Why AI needs Document Scanning

Document Scanning in action

An intellectual revolution is underway, set to transform knowledge-based professions just as profoundly as the Industrial Revolution reshaped manual work. As with that historic shift, companies that embrace change will thrive, while those that resist risk falling behind.

At the heart of this revolution is AI, specifically Large Language Models (LLMs). Tools like ChatGPT and its competitors are already proving their value, with industries such as law, consulting, and accounting integrating them into daily operations. However, professionals recognise that using the same publicly available AI as their competitors limits their ability to stand out. The real advantage lies in developing bespoke LLMs trained on company-specific data and expertise.

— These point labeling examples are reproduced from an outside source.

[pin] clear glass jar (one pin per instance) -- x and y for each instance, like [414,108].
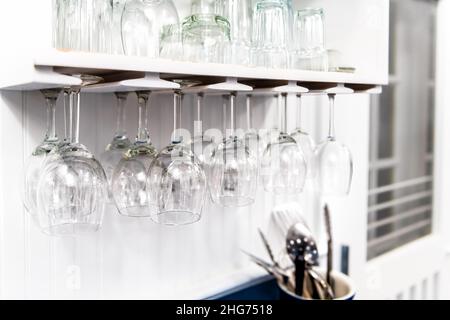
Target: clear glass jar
[239,14]
[309,46]
[206,38]
[142,22]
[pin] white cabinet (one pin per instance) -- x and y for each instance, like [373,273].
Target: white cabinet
[134,258]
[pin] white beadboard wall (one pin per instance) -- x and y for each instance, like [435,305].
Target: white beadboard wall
[134,258]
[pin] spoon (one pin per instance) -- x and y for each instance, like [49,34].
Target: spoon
[302,250]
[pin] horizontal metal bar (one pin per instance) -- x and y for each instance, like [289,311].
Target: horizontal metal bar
[398,201]
[401,185]
[401,216]
[399,233]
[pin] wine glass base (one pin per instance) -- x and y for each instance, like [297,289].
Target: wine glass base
[228,201]
[69,229]
[176,218]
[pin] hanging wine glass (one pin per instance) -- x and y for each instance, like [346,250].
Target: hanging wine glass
[36,161]
[334,162]
[120,142]
[304,141]
[72,190]
[129,181]
[176,180]
[283,167]
[234,170]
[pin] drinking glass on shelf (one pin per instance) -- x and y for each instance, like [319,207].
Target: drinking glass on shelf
[72,189]
[304,141]
[100,15]
[176,180]
[334,162]
[271,33]
[239,15]
[116,27]
[120,143]
[234,170]
[142,22]
[83,25]
[36,161]
[171,45]
[283,166]
[206,38]
[309,52]
[129,181]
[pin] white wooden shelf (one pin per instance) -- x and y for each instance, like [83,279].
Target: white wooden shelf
[115,69]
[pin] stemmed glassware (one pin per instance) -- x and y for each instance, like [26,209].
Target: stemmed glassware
[142,22]
[73,189]
[234,170]
[120,142]
[304,141]
[36,161]
[176,180]
[129,181]
[283,166]
[334,162]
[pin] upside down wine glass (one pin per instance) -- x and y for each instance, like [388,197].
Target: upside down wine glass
[234,170]
[283,167]
[129,182]
[176,180]
[72,190]
[37,159]
[334,162]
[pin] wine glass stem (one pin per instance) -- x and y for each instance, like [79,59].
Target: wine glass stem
[232,119]
[121,100]
[249,115]
[278,97]
[143,135]
[74,115]
[299,112]
[177,101]
[199,131]
[66,96]
[224,116]
[50,134]
[283,113]
[331,132]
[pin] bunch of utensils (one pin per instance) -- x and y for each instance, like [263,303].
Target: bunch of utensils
[301,247]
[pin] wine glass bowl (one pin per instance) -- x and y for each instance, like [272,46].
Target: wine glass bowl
[334,162]
[233,174]
[336,168]
[129,182]
[72,193]
[283,167]
[177,186]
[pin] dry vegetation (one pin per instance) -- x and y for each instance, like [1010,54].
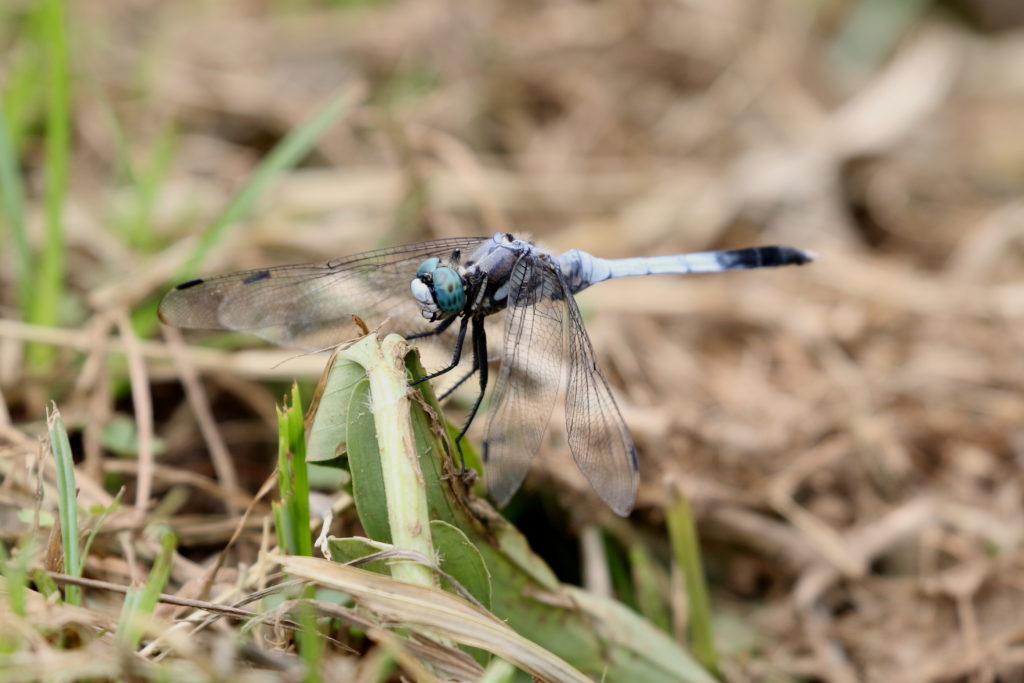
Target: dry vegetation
[849,433]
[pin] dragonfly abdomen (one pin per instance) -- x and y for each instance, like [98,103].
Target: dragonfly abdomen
[582,269]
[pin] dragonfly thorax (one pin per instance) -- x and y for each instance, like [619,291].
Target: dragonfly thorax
[438,289]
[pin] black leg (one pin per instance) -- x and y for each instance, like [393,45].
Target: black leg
[444,325]
[455,356]
[480,361]
[462,380]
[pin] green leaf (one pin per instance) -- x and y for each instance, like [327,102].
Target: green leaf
[328,417]
[67,501]
[365,465]
[462,561]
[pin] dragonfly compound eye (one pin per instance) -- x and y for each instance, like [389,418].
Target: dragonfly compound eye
[449,292]
[428,266]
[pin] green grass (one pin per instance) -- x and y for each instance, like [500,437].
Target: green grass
[67,502]
[139,603]
[48,288]
[12,206]
[292,513]
[686,551]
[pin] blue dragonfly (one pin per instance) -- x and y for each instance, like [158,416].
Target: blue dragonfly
[452,286]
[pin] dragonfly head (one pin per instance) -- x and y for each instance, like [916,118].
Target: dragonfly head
[438,290]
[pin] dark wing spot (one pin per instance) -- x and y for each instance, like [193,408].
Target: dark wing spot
[255,276]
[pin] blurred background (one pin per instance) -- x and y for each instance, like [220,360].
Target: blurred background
[849,433]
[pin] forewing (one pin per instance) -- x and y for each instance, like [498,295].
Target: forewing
[311,306]
[598,437]
[532,361]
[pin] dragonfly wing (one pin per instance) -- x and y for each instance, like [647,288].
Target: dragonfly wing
[532,363]
[598,437]
[310,306]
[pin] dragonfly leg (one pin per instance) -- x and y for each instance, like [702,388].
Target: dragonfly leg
[456,357]
[480,363]
[444,325]
[462,380]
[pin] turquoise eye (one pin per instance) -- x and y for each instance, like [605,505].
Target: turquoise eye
[448,289]
[428,266]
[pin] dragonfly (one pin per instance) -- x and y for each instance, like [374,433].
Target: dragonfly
[449,287]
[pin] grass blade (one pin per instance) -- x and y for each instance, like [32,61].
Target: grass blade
[292,515]
[287,154]
[12,205]
[139,603]
[67,501]
[686,550]
[48,285]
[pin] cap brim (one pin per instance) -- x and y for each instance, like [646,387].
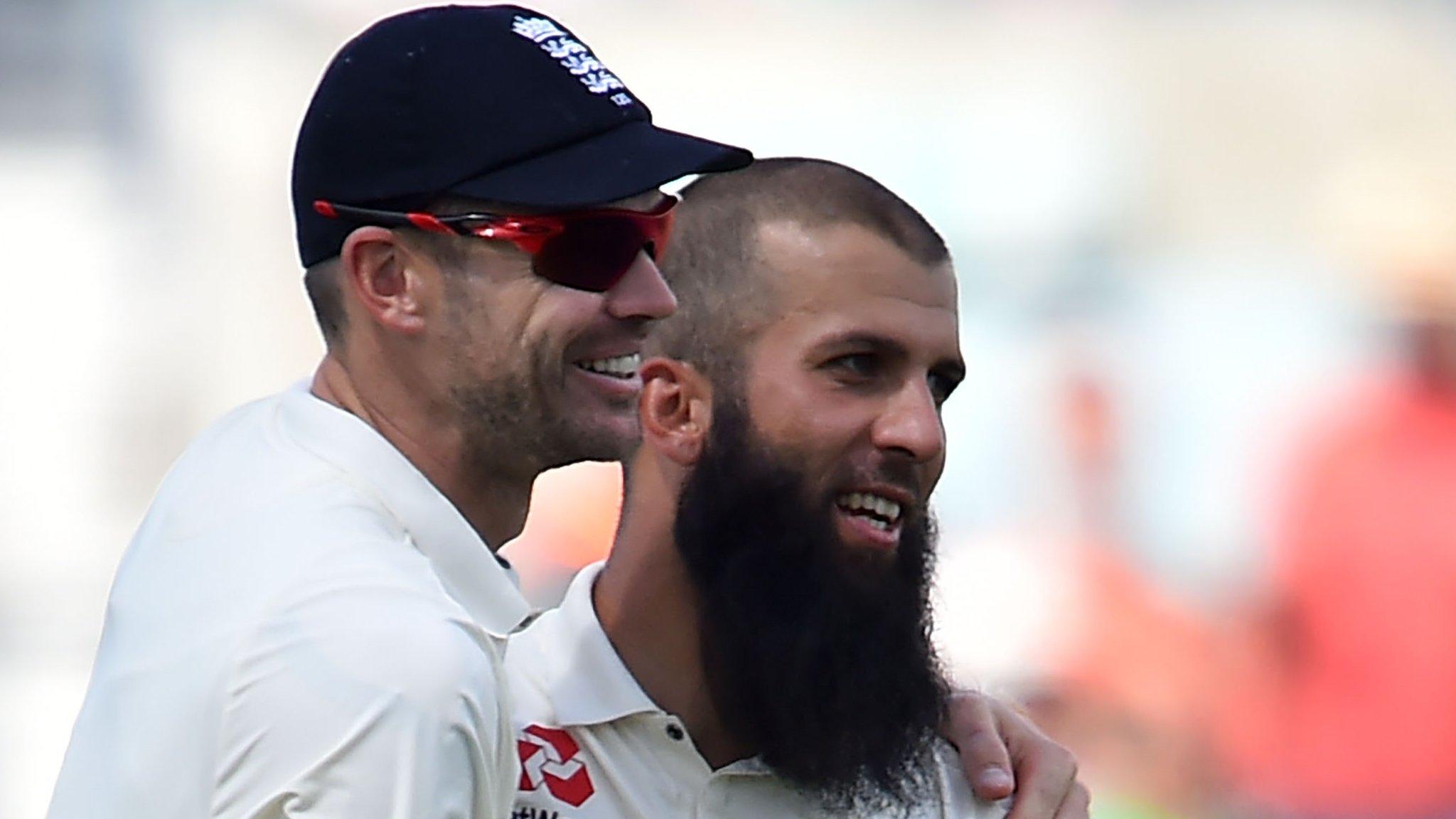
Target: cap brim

Like any computer system, AI performance depends on the quality of its input—more precisely, the quantity and relevance of that input. The more data an LLM can learn from, the better its results. However, much of a company’s valuable knowledge may be locked away in non-digital formats such as paper documents, microfilm, or microfiche. Many organisations still rely on these legacy records, making them inaccessible to AI.

The solution is document scanning combined with Optical Character Recognition (OCR). By digitising archives, businesses unlock a wealth of historical knowledge, enabling AI to deliver more insightful, accurate responses. This not only enhances decision-making but also provides a crucial competitive edge.

By converting old archives into digital assets, companies can maximise the potential of AI—turning past knowledge into future success.